对于一些常用的样式，已经在 Styler 中加入了相应的内建函数，不需要自己手动实现

df.style.highlight_null(null_color='red')

你可以使用 background_gradient 方法构建热图，需要 matplotlib 库，在这里，我们使用 seaborn 获取一个漂亮的 colormap

import seaborn as sns

cm = sns.light_palette("green", as_cmap=True)

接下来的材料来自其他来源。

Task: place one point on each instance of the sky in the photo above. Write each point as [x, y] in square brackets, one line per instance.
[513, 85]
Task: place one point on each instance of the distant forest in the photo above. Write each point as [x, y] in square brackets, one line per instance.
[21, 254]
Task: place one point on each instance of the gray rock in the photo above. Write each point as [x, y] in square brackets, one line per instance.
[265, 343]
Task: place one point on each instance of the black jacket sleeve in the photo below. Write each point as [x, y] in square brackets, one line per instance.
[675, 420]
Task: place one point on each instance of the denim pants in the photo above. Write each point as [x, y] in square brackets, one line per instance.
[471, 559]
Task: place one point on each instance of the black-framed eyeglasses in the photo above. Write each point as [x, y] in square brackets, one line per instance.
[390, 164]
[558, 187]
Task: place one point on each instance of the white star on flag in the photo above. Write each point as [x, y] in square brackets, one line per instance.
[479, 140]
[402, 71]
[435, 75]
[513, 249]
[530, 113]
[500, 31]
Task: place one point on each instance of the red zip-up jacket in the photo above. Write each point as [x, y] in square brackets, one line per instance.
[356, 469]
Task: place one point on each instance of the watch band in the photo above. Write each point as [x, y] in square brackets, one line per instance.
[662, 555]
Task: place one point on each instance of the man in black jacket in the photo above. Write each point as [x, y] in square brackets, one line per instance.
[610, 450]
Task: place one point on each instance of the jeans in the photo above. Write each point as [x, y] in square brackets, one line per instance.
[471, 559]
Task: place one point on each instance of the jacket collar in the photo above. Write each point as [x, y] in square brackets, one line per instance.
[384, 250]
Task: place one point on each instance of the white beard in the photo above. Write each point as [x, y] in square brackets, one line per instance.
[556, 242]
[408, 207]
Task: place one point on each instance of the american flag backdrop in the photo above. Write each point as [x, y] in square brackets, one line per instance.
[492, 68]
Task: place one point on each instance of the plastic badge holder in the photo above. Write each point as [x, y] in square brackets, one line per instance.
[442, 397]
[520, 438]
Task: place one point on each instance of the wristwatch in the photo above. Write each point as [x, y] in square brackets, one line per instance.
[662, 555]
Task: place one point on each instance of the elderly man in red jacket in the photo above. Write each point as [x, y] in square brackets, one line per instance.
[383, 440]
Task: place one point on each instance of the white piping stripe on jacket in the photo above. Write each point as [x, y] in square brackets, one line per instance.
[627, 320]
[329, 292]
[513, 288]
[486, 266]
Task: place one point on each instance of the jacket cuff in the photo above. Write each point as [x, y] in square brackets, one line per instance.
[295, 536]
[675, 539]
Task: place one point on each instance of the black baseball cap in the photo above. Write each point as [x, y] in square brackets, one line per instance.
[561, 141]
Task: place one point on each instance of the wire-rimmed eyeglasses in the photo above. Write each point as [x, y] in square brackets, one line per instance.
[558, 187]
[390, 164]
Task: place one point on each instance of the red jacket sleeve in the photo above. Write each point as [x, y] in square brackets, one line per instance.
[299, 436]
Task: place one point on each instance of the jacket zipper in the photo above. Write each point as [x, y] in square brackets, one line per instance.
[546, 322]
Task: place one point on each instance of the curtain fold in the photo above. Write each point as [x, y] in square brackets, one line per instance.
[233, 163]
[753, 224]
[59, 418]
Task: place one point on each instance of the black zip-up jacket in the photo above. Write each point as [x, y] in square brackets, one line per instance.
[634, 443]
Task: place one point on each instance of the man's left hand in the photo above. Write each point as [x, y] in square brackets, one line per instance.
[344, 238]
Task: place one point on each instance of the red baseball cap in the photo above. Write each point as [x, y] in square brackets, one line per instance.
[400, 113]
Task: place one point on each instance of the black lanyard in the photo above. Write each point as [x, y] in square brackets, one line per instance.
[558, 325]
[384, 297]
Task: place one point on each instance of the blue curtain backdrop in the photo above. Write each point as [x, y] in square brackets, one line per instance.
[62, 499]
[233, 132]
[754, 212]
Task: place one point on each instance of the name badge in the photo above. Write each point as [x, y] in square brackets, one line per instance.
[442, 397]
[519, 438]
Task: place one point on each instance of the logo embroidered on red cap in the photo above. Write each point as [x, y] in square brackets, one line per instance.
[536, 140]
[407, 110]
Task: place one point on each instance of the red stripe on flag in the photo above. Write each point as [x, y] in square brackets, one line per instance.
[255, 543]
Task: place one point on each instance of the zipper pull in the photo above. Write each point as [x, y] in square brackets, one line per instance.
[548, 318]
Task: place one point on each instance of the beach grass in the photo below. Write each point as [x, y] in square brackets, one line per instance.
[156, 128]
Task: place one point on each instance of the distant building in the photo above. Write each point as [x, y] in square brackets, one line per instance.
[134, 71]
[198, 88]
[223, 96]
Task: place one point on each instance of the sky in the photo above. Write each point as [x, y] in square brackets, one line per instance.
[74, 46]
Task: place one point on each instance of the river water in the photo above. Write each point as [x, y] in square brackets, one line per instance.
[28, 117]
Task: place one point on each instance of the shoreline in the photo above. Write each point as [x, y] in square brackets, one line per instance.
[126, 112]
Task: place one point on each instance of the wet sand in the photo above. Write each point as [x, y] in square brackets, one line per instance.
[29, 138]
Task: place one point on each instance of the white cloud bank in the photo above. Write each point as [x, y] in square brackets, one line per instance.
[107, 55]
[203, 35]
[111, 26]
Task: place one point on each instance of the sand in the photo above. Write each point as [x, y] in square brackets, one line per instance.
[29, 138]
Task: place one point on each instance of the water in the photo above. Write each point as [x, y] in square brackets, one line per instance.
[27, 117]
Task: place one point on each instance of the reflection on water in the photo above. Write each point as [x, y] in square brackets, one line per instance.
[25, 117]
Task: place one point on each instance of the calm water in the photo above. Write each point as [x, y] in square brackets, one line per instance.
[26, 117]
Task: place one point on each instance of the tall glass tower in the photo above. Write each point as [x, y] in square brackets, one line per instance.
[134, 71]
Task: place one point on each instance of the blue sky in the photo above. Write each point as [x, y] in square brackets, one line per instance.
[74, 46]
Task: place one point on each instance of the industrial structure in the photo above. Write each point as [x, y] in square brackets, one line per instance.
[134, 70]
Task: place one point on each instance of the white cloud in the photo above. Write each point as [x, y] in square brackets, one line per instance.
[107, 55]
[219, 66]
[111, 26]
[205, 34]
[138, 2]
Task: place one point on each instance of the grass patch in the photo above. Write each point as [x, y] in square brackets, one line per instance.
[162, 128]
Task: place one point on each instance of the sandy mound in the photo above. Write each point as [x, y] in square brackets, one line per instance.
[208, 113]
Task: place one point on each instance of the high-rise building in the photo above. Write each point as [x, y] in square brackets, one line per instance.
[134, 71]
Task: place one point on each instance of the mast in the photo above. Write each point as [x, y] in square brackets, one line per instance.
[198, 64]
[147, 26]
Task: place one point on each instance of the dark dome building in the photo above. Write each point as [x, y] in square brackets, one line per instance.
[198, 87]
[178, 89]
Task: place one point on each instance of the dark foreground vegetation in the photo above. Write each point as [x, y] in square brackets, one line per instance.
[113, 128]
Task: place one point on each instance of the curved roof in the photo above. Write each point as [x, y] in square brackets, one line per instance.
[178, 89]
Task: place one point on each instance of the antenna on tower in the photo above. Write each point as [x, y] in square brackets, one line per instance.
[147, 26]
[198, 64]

s = df.style.background_gradient(cmap=cm)
s

Styler.background_gradient 接受 low 和 high 关键字参数，用于扩大数据的范围，这样就可以使用 colormap 部分范围来绘制图像

使用全部颜色范围

df.loc[:4].style.background_gradient(cmap='viridis')

压缩颜色范围

(df.loc[:4]
    .style
    .background_gradient(cmap='viridis', low=.5, high=0)
    .highlight_null('red'))

还有 .highlight_min 和 .highlight_max

df.style.highlight_max(axis=0)

当需要的样式不依赖于值时，可以使用 Styler.set_properties 来设置

df.style.set_properties(**{'background-color': 'black',
                           'color': 'lawngreen',
                           'border-color': 'white'})

4.1 条形图

可以在 DataFrame 上绘制条形图

df.style.bar(subset=['A', 'B'], color='#d65f5f')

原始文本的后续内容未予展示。